As an example, we give a reimplementation of owned boxes by wrapping
`malloc` and `free`. Rust's move semantics and lifetimes mean this
reimplementation is as safe as the built-in `~` type.
```
2014-02-26 11:58:41 -06:00
extern crate libc;
use libc::{c_void, size_t, malloc, free};
use std::mem;
use std::ptr;
// Define a wrapper around the handle returned by the foreign code.
// Unique<T> has the same semantics as ~T
pub struct Unique<T> {
// It contains a single raw, mutable pointer to the object in question.
ptr: *mut T
}
// Implement methods for creating and using the values in the box.
// NB: For simplicity and correctness, we require that T has kind Send
// (owned boxes relax this restriction, and can contain managed (GC) boxes).
// This is because, as implemented, the garbage collector would not know
// about any shared boxes stored in the malloc'd region of memory.
impl<T: Send> Unique<T> {
pub fn new(value: T) -> Unique<T> {
unsafe {
let ptr = malloc(std::mem::size_of::<T>() as size_t) as *mut T;
// we *need* valid pointer.
assert!(!ptr.is_null());
// `*ptr` is uninitialized, and `*ptr = value` would attempt to destroy it
// move_val_init moves a value into this memory without
// attempting to drop the original value.
mem::move_val_init(&mut *ptr, value);
Unique{ptr: ptr}
}
}
// the 'r lifetime results in the same semantics as `&*x` with ~T
pub fn borrow<'r>(&'r self) -> &'r T {
// By construction, self.ptr is valid
unsafe { &*self.ptr }
}
// the 'r lifetime results in the same semantics as `&mut *x` with ~T
pub fn borrow_mut<'r>(&'r mut self) -> &'r mut T {
unsafe { &mut*self.ptr }
}
}
// A key ingredient for safety, we associate a destructor with
// Unique<T>, making the struct manage the raw pointer: when the
// struct goes out of scope, it will automatically free the raw pointer.
// NB: This is an unsafe destructor, because rustc will not normally
// allow destructors to be associated with parametrized types, due to
// bad interaction with managed boxes. (With the Send restriction,
// we don't have this problem.)
#[unsafe_destructor]
impl<T: Send> Drop for Unique<T> {
fn drop(&mut self) {
unsafe {
// Copy the object out from the pointer onto the stack,
// where it is covered by normal Rust destructor semantics
// and cleans itself up, if necessary
ptr::read(self.ptr as *T);
// clean-up our allocation
free(self.ptr as *mut c_void)
}
}
}
// A comparison between the built-in ~ and this reimplementation
fn main() {
{
let mut x = ~5;
*x = 10;
} // `x` is freed here
{
let mut y = Unique::new(5);
*y.borrow_mut() = 10;
} // `y` is freed here
}
```
Notably, the only way to construct a `Unique` is via the `new`
function, and this function ensures that the internal pointer is valid
and hidden in the private field.
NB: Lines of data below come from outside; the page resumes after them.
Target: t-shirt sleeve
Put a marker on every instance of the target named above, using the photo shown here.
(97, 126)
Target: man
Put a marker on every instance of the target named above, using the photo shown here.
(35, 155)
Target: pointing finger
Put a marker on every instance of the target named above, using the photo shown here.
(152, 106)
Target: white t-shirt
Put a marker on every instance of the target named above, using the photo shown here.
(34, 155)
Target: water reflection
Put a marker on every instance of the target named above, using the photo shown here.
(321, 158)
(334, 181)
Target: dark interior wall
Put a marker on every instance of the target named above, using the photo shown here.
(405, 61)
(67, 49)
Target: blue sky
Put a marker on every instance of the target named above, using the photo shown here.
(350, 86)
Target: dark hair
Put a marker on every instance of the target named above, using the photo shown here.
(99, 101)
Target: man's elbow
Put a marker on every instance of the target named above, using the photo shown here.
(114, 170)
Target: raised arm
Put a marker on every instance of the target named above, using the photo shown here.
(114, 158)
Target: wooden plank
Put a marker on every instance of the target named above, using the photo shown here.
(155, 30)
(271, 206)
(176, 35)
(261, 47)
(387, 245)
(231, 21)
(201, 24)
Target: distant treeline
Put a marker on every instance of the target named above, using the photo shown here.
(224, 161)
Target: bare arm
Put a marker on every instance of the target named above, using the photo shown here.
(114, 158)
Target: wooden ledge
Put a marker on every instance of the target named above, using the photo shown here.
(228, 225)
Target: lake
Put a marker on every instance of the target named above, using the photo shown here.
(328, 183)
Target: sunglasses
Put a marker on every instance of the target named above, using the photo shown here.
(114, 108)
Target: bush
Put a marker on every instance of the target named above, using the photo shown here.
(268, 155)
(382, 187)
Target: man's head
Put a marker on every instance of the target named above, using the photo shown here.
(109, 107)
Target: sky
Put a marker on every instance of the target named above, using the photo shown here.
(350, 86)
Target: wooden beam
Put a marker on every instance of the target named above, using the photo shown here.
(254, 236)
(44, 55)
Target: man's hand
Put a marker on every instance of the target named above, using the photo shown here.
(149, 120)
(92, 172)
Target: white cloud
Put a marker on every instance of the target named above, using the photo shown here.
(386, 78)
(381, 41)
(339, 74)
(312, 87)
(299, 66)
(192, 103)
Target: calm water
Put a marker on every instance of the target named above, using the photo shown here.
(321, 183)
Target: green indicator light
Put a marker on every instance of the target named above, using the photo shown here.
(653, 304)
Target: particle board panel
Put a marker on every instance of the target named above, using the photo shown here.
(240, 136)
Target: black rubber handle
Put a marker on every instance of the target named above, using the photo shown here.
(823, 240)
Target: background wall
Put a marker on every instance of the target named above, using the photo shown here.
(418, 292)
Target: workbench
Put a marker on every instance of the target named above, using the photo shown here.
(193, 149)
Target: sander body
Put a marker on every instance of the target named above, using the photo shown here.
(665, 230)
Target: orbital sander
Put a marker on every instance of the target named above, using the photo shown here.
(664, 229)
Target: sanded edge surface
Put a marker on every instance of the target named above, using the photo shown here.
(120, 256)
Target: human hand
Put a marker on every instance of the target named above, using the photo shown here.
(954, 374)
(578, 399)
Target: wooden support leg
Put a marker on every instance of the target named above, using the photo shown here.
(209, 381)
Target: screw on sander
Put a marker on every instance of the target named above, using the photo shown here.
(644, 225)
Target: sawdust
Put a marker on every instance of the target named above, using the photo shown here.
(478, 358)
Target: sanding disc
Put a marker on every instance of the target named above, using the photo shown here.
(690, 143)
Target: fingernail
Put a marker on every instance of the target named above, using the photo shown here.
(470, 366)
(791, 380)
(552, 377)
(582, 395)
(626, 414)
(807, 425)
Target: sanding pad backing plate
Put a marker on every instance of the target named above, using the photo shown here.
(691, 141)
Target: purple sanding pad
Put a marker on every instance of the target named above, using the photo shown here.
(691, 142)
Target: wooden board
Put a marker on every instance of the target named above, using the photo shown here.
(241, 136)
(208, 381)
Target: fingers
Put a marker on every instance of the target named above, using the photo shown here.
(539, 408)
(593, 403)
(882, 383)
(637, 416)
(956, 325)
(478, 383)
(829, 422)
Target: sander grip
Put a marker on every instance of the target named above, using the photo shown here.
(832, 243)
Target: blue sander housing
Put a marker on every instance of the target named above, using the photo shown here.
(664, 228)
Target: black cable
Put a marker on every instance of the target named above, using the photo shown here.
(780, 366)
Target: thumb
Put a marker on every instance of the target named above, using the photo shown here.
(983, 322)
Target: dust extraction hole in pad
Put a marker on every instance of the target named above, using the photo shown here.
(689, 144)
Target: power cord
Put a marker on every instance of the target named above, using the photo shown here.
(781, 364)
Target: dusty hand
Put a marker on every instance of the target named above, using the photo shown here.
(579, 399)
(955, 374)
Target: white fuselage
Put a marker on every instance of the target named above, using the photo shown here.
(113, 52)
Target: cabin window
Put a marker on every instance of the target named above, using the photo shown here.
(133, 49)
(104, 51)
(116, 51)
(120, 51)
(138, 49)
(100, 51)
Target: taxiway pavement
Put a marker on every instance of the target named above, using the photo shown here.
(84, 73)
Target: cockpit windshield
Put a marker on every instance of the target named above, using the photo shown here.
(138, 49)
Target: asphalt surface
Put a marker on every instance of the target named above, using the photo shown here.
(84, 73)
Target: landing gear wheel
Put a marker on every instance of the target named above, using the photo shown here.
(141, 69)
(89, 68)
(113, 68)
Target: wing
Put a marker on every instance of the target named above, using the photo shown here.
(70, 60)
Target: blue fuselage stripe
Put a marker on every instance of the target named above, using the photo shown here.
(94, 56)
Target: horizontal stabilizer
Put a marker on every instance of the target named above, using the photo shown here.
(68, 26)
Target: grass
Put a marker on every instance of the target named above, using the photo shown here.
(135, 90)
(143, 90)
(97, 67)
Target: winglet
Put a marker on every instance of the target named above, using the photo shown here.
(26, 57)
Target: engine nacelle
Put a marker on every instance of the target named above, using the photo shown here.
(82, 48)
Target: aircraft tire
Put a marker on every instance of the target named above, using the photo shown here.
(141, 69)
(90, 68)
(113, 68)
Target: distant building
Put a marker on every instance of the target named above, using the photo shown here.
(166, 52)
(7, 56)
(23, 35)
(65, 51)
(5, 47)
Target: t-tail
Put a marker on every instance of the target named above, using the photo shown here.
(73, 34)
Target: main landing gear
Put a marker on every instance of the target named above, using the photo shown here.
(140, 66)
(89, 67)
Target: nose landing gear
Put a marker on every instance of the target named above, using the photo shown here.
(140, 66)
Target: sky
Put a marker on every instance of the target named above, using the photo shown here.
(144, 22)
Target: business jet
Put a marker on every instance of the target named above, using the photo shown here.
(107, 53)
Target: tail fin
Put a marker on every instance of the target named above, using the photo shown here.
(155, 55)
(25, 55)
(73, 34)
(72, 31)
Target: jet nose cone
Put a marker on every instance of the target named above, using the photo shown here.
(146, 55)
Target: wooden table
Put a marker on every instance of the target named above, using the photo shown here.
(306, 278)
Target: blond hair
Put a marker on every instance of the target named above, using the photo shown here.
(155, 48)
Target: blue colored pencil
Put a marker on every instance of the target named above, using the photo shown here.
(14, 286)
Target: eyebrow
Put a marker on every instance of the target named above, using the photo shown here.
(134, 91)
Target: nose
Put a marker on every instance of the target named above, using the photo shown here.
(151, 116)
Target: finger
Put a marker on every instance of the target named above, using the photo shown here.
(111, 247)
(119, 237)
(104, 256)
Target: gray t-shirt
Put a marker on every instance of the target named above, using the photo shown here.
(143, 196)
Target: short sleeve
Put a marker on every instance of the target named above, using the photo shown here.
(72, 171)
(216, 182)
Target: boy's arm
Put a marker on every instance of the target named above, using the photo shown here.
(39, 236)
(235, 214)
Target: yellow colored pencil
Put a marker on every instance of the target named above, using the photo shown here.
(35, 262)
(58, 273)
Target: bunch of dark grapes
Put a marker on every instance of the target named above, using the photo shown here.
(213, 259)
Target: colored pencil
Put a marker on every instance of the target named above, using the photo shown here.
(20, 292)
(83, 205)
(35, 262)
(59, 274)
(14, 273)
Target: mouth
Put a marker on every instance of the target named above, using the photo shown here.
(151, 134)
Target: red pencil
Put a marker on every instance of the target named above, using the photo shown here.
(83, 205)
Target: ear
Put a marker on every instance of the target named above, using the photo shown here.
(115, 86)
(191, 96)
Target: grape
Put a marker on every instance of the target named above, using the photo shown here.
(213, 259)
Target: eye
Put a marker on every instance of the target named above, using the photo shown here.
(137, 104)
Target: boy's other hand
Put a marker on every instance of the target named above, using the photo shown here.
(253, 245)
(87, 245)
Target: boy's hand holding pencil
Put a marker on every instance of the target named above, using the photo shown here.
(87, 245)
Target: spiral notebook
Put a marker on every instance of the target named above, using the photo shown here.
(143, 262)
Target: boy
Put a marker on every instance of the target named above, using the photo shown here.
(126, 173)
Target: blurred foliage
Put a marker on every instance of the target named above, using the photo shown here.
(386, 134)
The two `borrow` methods are safe
because the compiler statically guarantees that objects are never used
before creation or after destruction (unless you use some `unsafe`
code...).
# Inline assembly
For extremely low-level manipulations and performance reasons, one
might wish to control the CPU directly. Rust supports using inline
assembly to do this via the `asm!` macro. The syntax roughly matches
that of GCC & Clang:
```ignore
asm!(assembly template
: output operands
: input operands
: clobbers
: options
);
```
Any use of `asm` is feature gated (requires `#![feature(asm)]` on the
crate to allow) and of course requires an `unsafe` block.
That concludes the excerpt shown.